In Summary
  • The world marks World Poetry Day today, and what better way to do it than to feature poems by a few of Kenya's most illustrious female poets?

You can't start a story about poetry without a bit of poetry.

 “Every heart sings a song, incomplete, until another heart whispers back. Those who wish to sing always find a song. At the touch of a lover, everyone becomes a poet.” Plato.

The world marks World Poetry Day today, and what better way to do it than to feature poems by a few of Kenya's most illustrious female poets?

 

Alexis Teyie

Poetry is a nice meditative practice for emotional and mental hygiene, the way you shower every day!

I brush my teeth every day, so I read a poem every day, just to get out of the muck of the day and feel like I did something with my day.

Ideally, the point of days like this is to remind people that poetry is not the preserve of someone who wears sweaters and horn-rimmed glasses.

Alexis Teyie. PHOTO| COURTESY

Alexis Teyie. PHOTO| COURTESY

I was a little anxious about my new book, Clay Plates – Broken Records of Kiswahili Proverbs, because I was unwell at the time, and I had this awful feeling - what if this is the last book I ever make?

If I wasn't as unwell as I was, I wouldn't have been wild enough to write some of the more honest stuff that's in there, when I was being sincere with myself. Here goes:

 

AFTERSHOCKS

PATO LA MAHABA NI HABA, HABA

 

These are the aftershocks of love:

Nanananaaa. Wololo.

We, History and I, are a marimba.

Every time He hits me, the sighs make

a phlegmatic cobalt music.

 

Laura Ekumbo

Do you think that International Women's Day, which took place earlier this month actually makes a difference for women, particularly creative women?

This is a complicated question, because the point of IWD is that it is supposed to bring attention to women, not just plights and lack of rights but also their wonderfulness.

Laura Ekumbo.

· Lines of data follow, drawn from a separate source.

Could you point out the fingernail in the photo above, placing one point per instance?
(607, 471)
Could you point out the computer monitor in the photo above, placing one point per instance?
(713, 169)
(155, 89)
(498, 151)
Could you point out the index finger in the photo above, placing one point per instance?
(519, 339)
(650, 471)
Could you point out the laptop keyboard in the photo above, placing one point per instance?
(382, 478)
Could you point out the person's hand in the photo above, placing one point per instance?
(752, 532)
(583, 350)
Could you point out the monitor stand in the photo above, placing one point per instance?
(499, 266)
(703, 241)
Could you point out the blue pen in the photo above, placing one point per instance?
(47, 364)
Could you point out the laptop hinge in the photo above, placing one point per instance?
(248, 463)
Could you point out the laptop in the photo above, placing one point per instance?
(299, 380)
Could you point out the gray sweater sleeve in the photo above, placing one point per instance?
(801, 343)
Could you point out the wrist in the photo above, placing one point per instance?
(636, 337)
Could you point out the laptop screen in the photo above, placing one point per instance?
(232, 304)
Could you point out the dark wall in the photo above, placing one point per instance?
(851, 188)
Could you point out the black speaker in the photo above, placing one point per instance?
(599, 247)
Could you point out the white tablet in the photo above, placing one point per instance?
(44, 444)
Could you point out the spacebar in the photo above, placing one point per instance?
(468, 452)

PHOTO| COURTESY

Laura Ekumbo. PHOTO| COURTESY

We should get to a point where we don't need to celebrate this day to get people to pay attention to us. I get numerous calls on this day to perform – why not other days?

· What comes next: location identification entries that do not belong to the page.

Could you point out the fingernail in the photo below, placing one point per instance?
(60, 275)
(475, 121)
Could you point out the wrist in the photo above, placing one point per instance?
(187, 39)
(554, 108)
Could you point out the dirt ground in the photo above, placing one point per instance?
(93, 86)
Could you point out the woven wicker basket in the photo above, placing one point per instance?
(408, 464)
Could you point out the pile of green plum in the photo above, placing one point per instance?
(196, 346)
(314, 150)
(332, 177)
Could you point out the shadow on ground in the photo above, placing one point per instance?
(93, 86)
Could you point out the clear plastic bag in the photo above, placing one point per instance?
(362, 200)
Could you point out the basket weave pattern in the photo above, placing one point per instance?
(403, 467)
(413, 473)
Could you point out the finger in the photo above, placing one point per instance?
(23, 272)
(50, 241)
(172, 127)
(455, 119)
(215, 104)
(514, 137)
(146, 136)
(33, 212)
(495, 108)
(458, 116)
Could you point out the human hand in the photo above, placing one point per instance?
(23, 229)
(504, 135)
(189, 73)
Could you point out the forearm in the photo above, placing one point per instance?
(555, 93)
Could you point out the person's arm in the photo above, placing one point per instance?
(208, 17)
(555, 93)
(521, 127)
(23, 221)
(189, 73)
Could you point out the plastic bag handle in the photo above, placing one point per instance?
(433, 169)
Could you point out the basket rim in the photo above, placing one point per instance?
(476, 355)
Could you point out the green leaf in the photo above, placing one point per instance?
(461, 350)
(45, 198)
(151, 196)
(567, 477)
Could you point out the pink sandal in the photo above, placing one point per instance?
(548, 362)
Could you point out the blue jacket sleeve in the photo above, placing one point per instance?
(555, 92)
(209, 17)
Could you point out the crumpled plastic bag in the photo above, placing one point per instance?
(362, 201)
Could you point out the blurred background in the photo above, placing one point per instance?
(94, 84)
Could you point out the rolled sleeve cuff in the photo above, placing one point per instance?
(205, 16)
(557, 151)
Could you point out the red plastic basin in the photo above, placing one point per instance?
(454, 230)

The International Poetry Day is different. It highlights an art, a cause that outlives the day.  

 

temporary

 

i thought it could be mine -

all of it.

the night made dreaming seem like it would be okay

but where the stars are concerned, i am but a blink

in life

in dust

this is temporary;

i am only part.


Mwende Ngao

Q: Your poetry is around advocacy and Pan-Africanism. Why do you choose to write about these particular topics?

I want to say that it is done with focused intention but that wouldn't be completely true. I think it's what I am constantly being exposed to.

Mwende Ngao. PHOTO| COURTESY

Mwende Ngao. PHOTO| COURTESY

The conversations I have in the spaces I find myself in are about these topics, so these questions bleed into my writing. I am also a big believer in writers writing about the times they are living in.

We are living at a time when the voices of ordinary people are being amplified, thanks to online platforms and it's been interesting to explore what that means for advocacy and Pan-Africanism.

 

The African

 

You are a Christian until you want a second wife

And then you suddenly remember you’re an African man

You will not be denied

This is your culture

These are your traditions

Existing long before you knew who Adam and Eve were.

Who are you to overrule your ancestors?

These ancestors who you hardly know anything about?